As a freelancer or an independent contractor, you are required to file a 1099-K form with the IRS if you have earned more than $20,000 in gross payments and have completed at least 200 transactions in a year through a third-party payment processor, such as PayPal or Stripe. The 1099-K form reports the total amount of payments processed through the third-party payment processor.
But what if the information on your 1099-K is wrong? In this blog post, we will discuss the steps you can take if you receive a 1099-K with incorrect information.
Step 1: Contact the payer
The first step is to contact the third-party payment processor or the company that issued the 1099-K. Explain the situation and provide any supporting documents, such as receipts or invoices, to back up your claim.
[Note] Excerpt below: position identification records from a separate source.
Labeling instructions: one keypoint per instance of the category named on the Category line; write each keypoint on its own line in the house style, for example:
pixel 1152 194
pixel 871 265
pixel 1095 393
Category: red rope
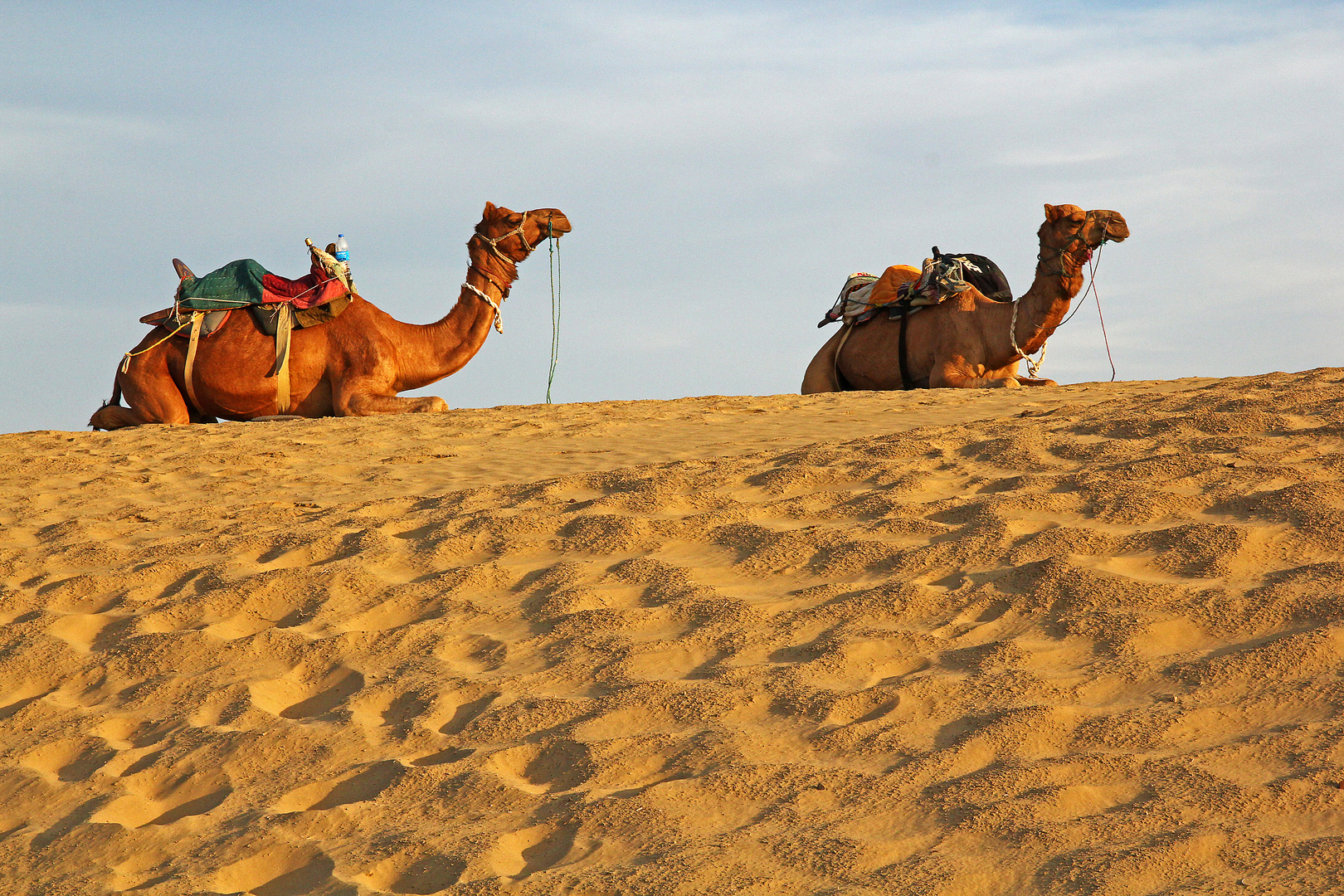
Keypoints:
pixel 1092 285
It’s possible that the incorrect information is simply a mistake or a typo.
Step 2: Request a corrected 1099-K
If the payer acknowledges the mistake and agrees to correct the 1099-K, they will issue a corrected form to you and the IRS. The corrected form will replace the original form, and you will need to use it when filing your taxes.
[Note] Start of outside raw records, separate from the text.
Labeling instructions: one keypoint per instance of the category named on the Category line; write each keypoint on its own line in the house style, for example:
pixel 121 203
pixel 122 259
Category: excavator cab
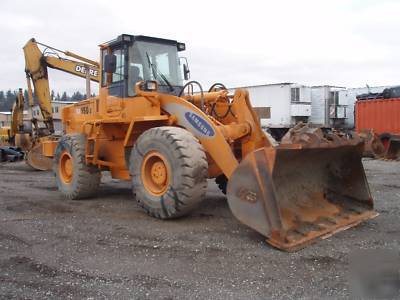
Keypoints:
pixel 130 59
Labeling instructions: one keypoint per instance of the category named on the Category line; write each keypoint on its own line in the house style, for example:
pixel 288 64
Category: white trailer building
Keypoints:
pixel 290 103
pixel 326 108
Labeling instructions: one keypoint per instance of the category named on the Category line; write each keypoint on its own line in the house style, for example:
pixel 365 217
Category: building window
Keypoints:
pixel 295 94
pixel 334 98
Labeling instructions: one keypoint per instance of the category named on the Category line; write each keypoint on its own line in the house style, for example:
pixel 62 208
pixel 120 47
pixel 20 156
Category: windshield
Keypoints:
pixel 150 61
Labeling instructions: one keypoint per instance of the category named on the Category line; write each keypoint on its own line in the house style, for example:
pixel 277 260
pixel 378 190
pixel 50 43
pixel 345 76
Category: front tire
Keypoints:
pixel 75 179
pixel 169 172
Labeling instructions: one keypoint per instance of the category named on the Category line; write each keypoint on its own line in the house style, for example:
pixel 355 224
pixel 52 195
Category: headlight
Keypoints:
pixel 150 85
Step 3: File a dispute with the IRS
If the payer refuses to correct the 1099-K or does not respond to your request, you can file a dispute with the IRS. You will need to provide evidence to support your claim, such as receipts or bank statements, to show that the reported amount is incorrect.
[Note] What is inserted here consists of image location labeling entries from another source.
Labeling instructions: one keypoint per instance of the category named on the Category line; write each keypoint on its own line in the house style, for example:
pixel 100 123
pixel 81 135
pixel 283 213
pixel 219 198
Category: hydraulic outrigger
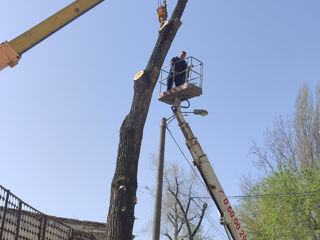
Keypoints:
pixel 193 88
pixel 10 52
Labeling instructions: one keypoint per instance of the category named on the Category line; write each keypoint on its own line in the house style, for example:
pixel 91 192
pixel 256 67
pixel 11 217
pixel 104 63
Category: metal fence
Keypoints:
pixel 19 221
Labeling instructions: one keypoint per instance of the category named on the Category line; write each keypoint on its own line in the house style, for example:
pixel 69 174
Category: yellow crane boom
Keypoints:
pixel 10 52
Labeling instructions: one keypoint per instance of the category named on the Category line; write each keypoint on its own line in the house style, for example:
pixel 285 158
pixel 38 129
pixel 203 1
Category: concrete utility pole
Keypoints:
pixel 158 197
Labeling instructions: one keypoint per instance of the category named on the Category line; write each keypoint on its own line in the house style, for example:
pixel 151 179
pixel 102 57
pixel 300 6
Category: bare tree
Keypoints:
pixel 183 210
pixel 294 141
pixel 124 184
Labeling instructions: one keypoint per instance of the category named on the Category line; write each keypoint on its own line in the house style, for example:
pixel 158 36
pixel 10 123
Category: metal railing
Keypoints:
pixel 193 73
pixel 18 220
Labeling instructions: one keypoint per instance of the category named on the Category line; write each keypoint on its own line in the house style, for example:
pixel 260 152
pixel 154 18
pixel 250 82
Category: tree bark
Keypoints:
pixel 124 184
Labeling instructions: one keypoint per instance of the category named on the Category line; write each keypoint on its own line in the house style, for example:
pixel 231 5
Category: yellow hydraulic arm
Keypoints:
pixel 10 52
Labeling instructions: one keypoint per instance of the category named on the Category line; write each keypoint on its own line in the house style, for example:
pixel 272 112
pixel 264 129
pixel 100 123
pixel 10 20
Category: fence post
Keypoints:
pixel 4 214
pixel 18 220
You can file a dispute by sending a letter to the IRS, explaining the situation and providing your evidence. The IRS will investigate the dispute and may contact the payer for further information.
Step 4: Consider consulting a tax professional
If you are unsure of how to handle the situation or if the dispute becomes complicated, you may want to consider consulting a tax professional. They can provide guidance on the best course of action and help you navigate the process.
In conclusion, if you receive a 1099-K with incorrect information, don’t panic. The first step is to contact the payer and request a correction. If that doesn’t work, you can file a dispute with the IRS and provide evidence to support your claim. Consider consulting a tax professional if you need further guidance.